La mostra sarà articolata in due sezioni: una prima parte retrospettiva, a cura di Ursula Schnitzer e Anna Zinelli, e una seconda dedicata a lascito dell’artista, a cura di Simone Mair e Lisa Mazza (BAU, Istituto per l’arte contemporanea e l’ecologia).

La retrospettiva propone di “incontrare” Christian Martinelli non solo attraverso un’importante selezione dei suoi lavori, ma anche tramite strumentazioni fotografiche e oggetti di arredo a lui appartenuti e spesso da lui costruiti. La sperimentazione tecnica e la dimensione pratica hanno infatti sempre accompagnato il suo percorso, come emerge dal video (2020) e dagli scatti (2021) della sua abitazione meranese, proposti nella prima parte del percorso espositivo. “Villa Dolores” non era solo un luogo in cui Christian Martinelli ha vissuto e lavorato, ma un vero e proprio atelier fotografico, una sede laboratoriale ed espositiva in continua trasformazione, un punto nevralgico di incontri e scambi che ha animato la vita culturale della città.
Anche il team di Kunst Meran Merano Arte era stato invitato in questo spazio, al fine di portare avanti una collaborazione avviata in passato con precedenti iniziative, come la mostra collettiva Same Same but different (a cura di Laura Barreca e Christiane Rekade, 2018) o il progetto di arte pubblica KOPFhoch (a cura di Ursula Schnitzer, 2020).

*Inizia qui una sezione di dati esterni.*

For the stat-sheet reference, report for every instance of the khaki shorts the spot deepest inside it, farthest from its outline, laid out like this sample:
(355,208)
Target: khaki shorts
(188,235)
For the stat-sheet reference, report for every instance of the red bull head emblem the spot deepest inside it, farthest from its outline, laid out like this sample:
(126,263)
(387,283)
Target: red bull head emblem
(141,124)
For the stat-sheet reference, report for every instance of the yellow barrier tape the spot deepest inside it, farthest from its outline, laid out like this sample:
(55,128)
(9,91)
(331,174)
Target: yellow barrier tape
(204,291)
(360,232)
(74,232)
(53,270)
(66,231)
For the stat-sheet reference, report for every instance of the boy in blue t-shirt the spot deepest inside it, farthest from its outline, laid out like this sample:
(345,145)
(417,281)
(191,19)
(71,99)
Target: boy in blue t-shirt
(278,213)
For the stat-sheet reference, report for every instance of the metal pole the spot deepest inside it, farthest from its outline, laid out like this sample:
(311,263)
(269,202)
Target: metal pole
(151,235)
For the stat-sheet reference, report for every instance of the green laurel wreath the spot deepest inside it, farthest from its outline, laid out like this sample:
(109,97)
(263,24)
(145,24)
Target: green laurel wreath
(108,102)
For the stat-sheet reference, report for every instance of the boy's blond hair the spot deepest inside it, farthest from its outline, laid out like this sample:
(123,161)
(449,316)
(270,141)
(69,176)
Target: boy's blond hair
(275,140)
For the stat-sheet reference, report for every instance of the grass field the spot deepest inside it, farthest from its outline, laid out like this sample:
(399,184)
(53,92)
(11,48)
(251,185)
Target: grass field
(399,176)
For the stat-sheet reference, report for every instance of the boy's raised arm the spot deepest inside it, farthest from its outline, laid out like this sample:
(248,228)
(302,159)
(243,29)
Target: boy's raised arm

Questo incontro presso l’atelier dell’artista, più volte rimandato a causa dell’aggravarsi delle sue condizioni di salute, non ha potuto, purtroppo, concretizzarsi. La scelta delle due curatrici è stata quindi quella di ripartire proprio da questo luogo così fortemente connotato, a cui si sono avvicinate con discrezione a cautela, cercando di ricrearne in parte l’atmosfera e integrando nel percorso espositivo alcuni di quegli elementi, ripresi anche in numerosi scatti, che sono stati centrali nella sua vita.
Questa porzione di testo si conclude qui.